One entry point covers everything: partition.

Installation

using Pkg
Pkg.add("DataSplits")

Quick start

using DataSplits

# Diversity-based split — training set that covers the full feature space.
res = partition(X, KennardStoneSplit(); train = 0.8, test = 0.2)
X_train, X_test = splitdata(res, X)

# Cover features and target jointly (SPXY).
res = partition(X, SPXYSplit(); target = y, train = 80, test = 20)

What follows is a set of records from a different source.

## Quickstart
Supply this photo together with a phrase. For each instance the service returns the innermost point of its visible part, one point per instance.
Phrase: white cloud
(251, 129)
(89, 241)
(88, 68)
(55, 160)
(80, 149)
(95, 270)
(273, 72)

# Train / validation / test in one call.
res = partition(X, RandomSplit(), KennardStoneSplit();
                train = 70, validation = 10, test = 20)
X_tr, X_val, X_te = splitdata(res, X)

# Group-aware k-fold: no patient, scaffold, or batch spans two folds.
cvs = partition(X, GroupKFold(5); groups = patient_ids)
for (X_tr, X_te) in splitview(cvs, X)
    fit!(model, X_tr)
    evaluate(model, X_te)
end

Strategy catalogue

TaskStrategy
Cover feature space (maximin)KennardStoneSplit / LazyKennardStoneSplit
Cover features + target jointlySPXYSplit, MDKSSplit
Diversity selection (subsample)OptiSimSplit, MinimumDissimilaritySplit, MaximumDissimilaritySplit
Kennard–Stone + random swapMoraisLimaMartinSplit
Group-aware train/testGroupShuffleSplit, GroupStratifiedSplit
Time-ordered train/testTimeSplit (TimeSplitOldest, TimeSplitNewest)
Train on extreme target valuesTargetPropertySplit (TargetPropertyHigh, TargetPropertyLow)
Random baselineRandomSplit
Plain k-foldKFold
Stratified k-foldStratifiedKFold
Group k-foldGroupKFold, StratifiedGroupKFold
Leave-group-outLeaveOneGroupOut, LeavePGroupsOut
Time-series CVTimeSeriesSplit, BlockedCV, PurgedKFold
Resampling CVShuffleSplit, StratifiedShuffleSplit, GroupShuffleSplitCV, BootstrapSplit
Repeated CVRepeatedKFold, RepeatedStratifiedKFold
Nested CVNestedCV
Predefined fold assignmentsPredefinedSplit
Leave-p-outLeavePOut, LeaveOneOut
Cluster assignmentsphere_exclusion

Conventions

  • Matrices follow the Julia ML convention: columns are samples, rows are features. Tables.jl inputs (e.g. DataFrame) use rows as samples and are converted internally.
  • Custom containers must implement MLUtils.numobs and MLUtils.getobs.
  • Cohort sizes (train, validation, test) are set on partition, not on the strategy. They accept integer counts, integer percentages summing to 100, or (0,1) fractions summing to 1.